Close to the London, Chatham, and Dover Railway, just beyond the Peckham Rye Station, is a very substantial building known as Nazareth House. It is situate in the Gordon Road, Peckham. It was formerly a convent, but when the railway destroyed the privacy of the grounds it was no longer adapted for its original purposes, and the nuns removed to a more suitable locality. Some half-a-dozen years ago it fell into the hands of the Camberwell guardians, and is now used by them as a supplementary establishment. (Mr. Castleman, the master, was appointed in 1867.) There are now within its walls 110 aged and infirm male paupers. The place is well adapted to the purpose, and the inmates, many of whom have been tradesmen in the pariah, are engaged, so far as their health permits, in various industrial pursuits. The grounds are about four acres in extent, and are kept in a high state of cultivation. The poor old men find work, involving no severe physical toil, but profitable in its results. Pigs and poultry, potatoes, parsnips, onions, carrots, rhubarb, lettuces, and other produce, make very respectable items in the “farm and garden” account This source of profit is steadily increasing. No doubt the old men do the work, and make and mend, so as to reduce the expenditure as far as possible; still it is gratifying to find that, five years ago, the farm and garden account showed a profit of £101; the next year it was £116, then £130, then £153, and last year – in spite of the loss of six tons of potatoes by disease, valued at £30 – the profit was £188.

The painting and graining are done by the inmates. In fact, a very substantial little pony-cart is amongst the more useful of their late productions. The Venetian blinds produced by some of them were very creditable specimens of their skill, and of course these and other articles produced effect a saving in the outlay which would otherwise have been incurred.

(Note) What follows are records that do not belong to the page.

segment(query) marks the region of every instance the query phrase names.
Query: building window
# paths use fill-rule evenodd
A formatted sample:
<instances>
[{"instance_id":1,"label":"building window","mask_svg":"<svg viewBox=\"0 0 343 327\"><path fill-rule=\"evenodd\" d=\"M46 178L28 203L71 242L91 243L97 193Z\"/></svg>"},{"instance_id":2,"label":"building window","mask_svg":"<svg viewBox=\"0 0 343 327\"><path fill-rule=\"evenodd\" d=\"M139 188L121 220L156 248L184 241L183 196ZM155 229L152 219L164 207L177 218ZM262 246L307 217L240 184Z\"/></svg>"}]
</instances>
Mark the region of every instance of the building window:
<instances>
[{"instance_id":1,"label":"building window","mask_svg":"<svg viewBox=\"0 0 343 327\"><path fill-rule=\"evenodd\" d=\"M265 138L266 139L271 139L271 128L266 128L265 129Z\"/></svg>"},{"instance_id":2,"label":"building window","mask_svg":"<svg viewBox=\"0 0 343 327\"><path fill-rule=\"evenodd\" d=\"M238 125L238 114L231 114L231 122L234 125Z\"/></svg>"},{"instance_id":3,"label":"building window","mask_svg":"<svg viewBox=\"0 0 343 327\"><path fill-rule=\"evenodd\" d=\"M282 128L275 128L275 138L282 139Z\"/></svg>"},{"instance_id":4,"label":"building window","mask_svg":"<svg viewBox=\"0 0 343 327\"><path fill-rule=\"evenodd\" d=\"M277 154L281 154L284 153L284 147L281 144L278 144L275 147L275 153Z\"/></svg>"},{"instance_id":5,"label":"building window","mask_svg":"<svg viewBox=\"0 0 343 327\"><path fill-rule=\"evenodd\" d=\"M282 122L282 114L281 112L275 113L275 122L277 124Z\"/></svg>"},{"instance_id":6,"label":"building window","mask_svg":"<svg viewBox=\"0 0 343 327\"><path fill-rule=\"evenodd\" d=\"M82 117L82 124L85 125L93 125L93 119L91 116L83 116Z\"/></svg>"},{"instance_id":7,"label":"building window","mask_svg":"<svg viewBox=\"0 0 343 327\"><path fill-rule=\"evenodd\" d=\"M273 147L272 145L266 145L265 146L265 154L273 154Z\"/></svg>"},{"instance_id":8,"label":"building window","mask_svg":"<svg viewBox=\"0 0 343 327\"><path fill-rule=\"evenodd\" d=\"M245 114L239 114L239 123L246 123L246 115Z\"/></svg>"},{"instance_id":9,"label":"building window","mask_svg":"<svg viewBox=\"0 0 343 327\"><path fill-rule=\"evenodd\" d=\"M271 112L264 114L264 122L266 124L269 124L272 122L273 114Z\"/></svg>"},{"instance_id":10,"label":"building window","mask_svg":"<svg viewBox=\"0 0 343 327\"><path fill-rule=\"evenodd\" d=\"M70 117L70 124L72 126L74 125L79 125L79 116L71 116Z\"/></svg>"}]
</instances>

Nazareth House is the very picture of cleanliness, from the top floor to the basement. The common day room is light and warm, and in every respect comfortable. The sleeping apartments are lofty and well ventilated; and, in fact, everything appears to have been done that could reasonably be expected to make this retreat for the declining years of the aged and infirm poor as cheerful and as pleasant as it is possible for such a place to be, compatible with a due regard to the pockets of the ratepayers. All endeavour to make themselves useful: some act as blacksmiths, others do the washing, some the gardening, some are good carpenters, and others feed the pigs. In fact, pigs seem to be a leading feature. Over £80 worth of pork was produced last year, of which one-half was consumed in Nazareth House, and the other half in Camberwell Workhouse, and at the date of the last balance-sheet there was £80 worth of pigs in stock, and growing crops worth £60.

The sisters of the Christian retreat came to England in December 1848, and after residing at Peckham for about two years, removed to the Manor House, Kennington. They returned to Peckham in 1867, but were obliged to leave the latter residence on account of the railway.

Ye Parish of Camerwell W.H. Blanch (1875)

Eventually a larger building was needed, and in 1878 Gordon Road Workhouse was built in the grounds of Nazareth House.

Nazareth House destroyed by fire

On July 31st 1991 the Fire Brigade was called out again to Nazareth House in Gordon Road.

“Firefighters battled for more than two hours to bring the blaze under control at a derelict hostel. The roof and top floor of the four-storey building in Gordon road was destroyed in the blaze which began at around 12.20 p.m. on Wednesday among tyres at the building. Nobody was injured. The fire is being investigated by the Fire Investigation Unit.”
(South London Press, 2 August 1991)

Onlookers described the flames as “spectacular”. The following day demolition experts were called in to render the building safe, pulling down one of the last external features identifying the original role of the convent – the cross flanked by the alpha and omega symbols.

The house had been empty for four years and systematically vandalised. Fire Brigade and Police had been summoned several times and local residents anticipated this fate.

The site actually comprises two distinct plots of land: Nazareth House is number 22 and number 24 (Gordon Hall), the smaller house in front. In 1965/6 it was acquired by the GLC, and in 1972 transferred it to Lewisham Council. It was used as a hostel for homeless families until January 1979.

When sold by Lewisham in 1987 the building was still structurally sound. Planning permission was granted by Southwark for seven 2-bedroom houses on the site of Gordon Hall and the conversion of Nazareth House into 17 flats. In October 1988 it was said at auction to a development company.  A few months ago it was to have been their next project after completion of one elsewhere in the country, and involve a 26 week programme of work.

The developers are now awaiting the decision whether the building can be salvaged economically.